Balut Artist Salon
@ PO Box Collective
6900 N Glenwood Ave, Chicago, IL 60626
Opening Saturday, June 22nd, from 1PM - 2PM
Join us for the June session of Balut Artist Salon.
This month’s featured artists are José Santiago Pérez and Michael Lopez
José Santiago Pérez will share new plastic and ceramic work that will be part of a new series called Memory Palace.
Michael Lopez will discuss new works that are at the same time objects, plinths, and containers.
About the Artists
José Santiago Pérez is a Chicago based artist from Los Angeles. He works between the languages and methodologies of craft, sculpture, and performance; weaving plastics into markers of time and materials of intimacy. His work has been exhibited in group shows in Chicago, Philadelphia, and San Francisco. Solo exhibitions of his craft based sculptures and wall hangings have been presented at Ignition Project Space (2019) and Wedge Projects (2018). José’s curatorial projects have been exhibited at the Leather Archives & Museum. He has been featured in reviews and interviews in Sixty, Newcity Art, and Art Intercepts. José received his MFA from the School of the Art Institute of Chicago.
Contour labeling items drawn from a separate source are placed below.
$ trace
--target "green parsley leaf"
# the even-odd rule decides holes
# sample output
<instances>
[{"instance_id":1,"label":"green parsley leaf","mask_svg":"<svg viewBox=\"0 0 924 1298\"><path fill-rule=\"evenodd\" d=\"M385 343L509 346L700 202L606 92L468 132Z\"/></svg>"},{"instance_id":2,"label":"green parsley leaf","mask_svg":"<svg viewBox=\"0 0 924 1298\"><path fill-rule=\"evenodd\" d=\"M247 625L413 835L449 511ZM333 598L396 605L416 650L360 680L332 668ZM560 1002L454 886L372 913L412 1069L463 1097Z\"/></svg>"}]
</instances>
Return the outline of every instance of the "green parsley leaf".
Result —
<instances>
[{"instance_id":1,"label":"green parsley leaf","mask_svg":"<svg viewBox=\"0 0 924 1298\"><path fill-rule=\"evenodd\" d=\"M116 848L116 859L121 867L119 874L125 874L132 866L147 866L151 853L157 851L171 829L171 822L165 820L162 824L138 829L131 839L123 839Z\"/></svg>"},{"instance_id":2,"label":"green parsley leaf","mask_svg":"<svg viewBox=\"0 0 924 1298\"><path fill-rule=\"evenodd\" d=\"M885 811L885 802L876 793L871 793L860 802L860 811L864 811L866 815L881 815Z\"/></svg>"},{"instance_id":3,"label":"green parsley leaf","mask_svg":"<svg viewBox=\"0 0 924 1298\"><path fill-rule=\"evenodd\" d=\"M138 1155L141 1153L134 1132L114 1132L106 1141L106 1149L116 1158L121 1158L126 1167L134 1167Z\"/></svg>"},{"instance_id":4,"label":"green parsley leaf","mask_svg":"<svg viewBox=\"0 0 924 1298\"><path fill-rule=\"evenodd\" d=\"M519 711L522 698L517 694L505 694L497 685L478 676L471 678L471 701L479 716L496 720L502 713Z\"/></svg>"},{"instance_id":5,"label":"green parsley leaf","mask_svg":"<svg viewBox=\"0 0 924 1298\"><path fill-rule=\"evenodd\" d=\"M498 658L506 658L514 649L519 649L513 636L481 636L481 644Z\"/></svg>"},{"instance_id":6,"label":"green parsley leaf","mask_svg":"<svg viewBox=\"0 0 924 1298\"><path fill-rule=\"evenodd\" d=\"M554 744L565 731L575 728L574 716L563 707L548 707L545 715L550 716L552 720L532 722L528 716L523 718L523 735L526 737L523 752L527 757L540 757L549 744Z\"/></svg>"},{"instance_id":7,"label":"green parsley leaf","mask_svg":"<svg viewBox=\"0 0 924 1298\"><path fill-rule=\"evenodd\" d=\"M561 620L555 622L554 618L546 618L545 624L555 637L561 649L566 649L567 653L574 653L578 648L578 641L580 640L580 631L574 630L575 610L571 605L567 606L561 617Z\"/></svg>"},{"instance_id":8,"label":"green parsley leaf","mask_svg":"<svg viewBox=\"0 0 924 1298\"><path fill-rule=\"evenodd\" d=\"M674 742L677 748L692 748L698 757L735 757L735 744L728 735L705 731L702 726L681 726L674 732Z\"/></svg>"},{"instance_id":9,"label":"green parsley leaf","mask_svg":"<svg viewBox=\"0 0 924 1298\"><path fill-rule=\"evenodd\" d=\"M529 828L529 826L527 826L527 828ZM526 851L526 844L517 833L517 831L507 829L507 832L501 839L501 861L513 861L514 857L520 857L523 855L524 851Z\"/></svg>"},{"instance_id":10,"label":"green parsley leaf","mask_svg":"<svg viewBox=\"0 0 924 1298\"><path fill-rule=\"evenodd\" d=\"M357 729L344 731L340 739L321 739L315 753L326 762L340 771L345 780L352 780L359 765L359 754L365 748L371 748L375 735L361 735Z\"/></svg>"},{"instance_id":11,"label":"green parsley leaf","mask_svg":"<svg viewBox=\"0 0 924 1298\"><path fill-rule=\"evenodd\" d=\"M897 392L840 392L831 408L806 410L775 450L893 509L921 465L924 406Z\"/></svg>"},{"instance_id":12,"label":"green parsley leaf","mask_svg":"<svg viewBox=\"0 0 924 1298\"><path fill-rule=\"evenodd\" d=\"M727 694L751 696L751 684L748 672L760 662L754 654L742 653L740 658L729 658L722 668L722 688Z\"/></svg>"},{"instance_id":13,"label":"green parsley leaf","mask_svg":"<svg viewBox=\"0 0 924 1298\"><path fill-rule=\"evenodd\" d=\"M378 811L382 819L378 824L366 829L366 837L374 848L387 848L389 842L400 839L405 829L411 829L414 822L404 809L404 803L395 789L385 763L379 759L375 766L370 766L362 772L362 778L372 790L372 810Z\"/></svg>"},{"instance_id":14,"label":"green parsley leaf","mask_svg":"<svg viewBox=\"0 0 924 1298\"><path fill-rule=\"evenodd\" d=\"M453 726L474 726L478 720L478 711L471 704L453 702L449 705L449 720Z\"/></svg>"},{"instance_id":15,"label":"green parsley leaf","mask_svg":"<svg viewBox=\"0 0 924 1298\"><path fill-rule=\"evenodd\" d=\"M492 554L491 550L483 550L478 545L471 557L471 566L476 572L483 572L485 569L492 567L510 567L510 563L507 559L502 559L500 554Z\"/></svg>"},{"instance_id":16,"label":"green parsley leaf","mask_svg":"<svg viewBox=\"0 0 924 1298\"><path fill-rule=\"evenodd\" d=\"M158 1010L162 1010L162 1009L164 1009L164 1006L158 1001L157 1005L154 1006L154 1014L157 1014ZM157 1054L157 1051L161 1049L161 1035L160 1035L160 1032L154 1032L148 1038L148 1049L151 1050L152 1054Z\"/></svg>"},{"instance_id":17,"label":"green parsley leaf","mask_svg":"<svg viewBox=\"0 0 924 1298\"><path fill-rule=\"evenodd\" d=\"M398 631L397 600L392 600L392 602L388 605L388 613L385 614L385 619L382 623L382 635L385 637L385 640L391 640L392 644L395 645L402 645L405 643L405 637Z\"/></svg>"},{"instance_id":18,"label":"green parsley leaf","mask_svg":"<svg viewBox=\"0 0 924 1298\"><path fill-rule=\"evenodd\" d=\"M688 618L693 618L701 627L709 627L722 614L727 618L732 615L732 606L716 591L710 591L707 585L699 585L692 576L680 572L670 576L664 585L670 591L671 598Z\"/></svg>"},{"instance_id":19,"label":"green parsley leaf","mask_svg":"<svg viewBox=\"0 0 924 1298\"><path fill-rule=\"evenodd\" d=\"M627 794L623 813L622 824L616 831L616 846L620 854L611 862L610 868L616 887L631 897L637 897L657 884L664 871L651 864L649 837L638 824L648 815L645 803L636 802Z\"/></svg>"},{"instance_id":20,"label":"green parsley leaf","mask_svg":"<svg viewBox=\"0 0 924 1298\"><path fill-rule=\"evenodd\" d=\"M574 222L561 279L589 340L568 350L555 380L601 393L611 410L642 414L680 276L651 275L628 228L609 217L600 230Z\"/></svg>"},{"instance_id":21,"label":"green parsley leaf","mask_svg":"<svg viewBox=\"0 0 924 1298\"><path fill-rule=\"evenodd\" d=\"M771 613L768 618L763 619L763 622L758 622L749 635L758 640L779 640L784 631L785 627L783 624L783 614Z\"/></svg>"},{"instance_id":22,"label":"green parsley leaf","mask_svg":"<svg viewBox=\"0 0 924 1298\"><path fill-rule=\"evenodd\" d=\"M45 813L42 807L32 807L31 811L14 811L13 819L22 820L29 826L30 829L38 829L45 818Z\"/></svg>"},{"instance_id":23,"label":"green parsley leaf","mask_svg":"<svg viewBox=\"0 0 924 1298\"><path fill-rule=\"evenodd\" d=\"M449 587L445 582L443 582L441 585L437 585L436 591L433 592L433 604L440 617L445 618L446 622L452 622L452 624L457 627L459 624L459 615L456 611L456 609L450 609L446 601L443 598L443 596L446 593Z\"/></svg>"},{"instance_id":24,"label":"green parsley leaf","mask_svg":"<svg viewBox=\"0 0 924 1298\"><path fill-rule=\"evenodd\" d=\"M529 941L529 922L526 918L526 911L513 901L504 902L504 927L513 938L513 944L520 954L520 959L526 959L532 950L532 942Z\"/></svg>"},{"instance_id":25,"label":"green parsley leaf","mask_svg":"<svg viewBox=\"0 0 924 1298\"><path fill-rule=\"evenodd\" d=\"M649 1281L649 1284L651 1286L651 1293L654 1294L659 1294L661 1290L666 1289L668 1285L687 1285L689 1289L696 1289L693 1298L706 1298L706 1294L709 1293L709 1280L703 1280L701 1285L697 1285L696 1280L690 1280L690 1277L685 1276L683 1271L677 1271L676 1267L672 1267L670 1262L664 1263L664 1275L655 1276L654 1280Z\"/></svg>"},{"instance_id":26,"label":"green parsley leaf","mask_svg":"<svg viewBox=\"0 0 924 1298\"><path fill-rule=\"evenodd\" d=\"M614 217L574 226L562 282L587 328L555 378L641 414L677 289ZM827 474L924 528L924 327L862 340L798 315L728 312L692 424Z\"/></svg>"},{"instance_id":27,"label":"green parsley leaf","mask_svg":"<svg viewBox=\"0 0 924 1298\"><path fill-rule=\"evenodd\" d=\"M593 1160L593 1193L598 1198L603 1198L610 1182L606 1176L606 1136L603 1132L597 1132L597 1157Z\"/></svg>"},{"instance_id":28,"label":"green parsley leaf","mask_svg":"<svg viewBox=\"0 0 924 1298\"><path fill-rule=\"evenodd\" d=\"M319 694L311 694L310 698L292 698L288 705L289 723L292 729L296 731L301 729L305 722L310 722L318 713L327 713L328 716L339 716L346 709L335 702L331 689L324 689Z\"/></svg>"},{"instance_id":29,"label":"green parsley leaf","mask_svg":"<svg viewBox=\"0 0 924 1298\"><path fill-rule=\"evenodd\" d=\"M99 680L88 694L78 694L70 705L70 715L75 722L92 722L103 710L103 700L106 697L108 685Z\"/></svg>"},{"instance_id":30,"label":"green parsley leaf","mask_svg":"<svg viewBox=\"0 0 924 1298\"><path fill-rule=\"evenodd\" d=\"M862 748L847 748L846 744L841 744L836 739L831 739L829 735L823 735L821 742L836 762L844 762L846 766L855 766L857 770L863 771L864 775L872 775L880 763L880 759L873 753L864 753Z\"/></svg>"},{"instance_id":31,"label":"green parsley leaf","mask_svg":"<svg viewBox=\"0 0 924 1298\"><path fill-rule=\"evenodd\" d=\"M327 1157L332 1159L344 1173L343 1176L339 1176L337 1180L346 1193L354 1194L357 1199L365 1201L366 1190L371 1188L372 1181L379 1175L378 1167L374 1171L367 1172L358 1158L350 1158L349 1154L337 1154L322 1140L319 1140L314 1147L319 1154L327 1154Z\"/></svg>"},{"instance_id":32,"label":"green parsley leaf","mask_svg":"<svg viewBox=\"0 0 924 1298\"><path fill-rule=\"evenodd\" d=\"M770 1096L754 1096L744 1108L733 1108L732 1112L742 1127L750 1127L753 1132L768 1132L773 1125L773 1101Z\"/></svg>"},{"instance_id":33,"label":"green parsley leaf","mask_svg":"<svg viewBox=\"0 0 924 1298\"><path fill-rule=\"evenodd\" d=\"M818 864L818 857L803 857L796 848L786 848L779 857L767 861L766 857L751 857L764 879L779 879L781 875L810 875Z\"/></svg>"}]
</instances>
Michael Lopez is a public school educated, recently married, Chicago native whose interdisciplinary practice skirts around and sometimes focus directly on systems, personal narrative, and craft. He received his MFA from the University of Illinois at Chicago and his BFA from the School of the Art Institute of Chicago, is deeply in debt, fearful of the future, as well as frustrated with lack of discussion of class.
The Balut Artist Salon brings together two artists to present and dialogue with an audience about an artwork they are currently working on. Art making, to some extent, is a solitary activity yet the artwork itself is enfolded within a social and historical sphere. This salon is an attempt to open up the art making process.
Named after the famed delicacy of the Philippines, balut conjures up exoticism, otherness, tradition, social gatherings, adventure, risk taking, and poverty. Curious thrill seekers chalk up the challenge to taste the partially developed duck fetus in hopes to simultaneously induce and subdue gag reflexes or find an authentic foreign experience. In reality, balut is quite pedestrian. It is a cheap street food for the poor and a quick snack for laborers before a long commute home. And it goes well with knocking back some beers with mga kaibigan. Balut, also spelled balot, is “wrapped” in the Tagalog language and when shelled each distinct section of the egg can be seen folded into the other, forming an interconnected mass.
This artist salon is a wrapping of sorts. Artists are invited to share partially formed projects or inklings and dialogue with an audience to co-mingle diverse perspectives and co-constitute material and ideas.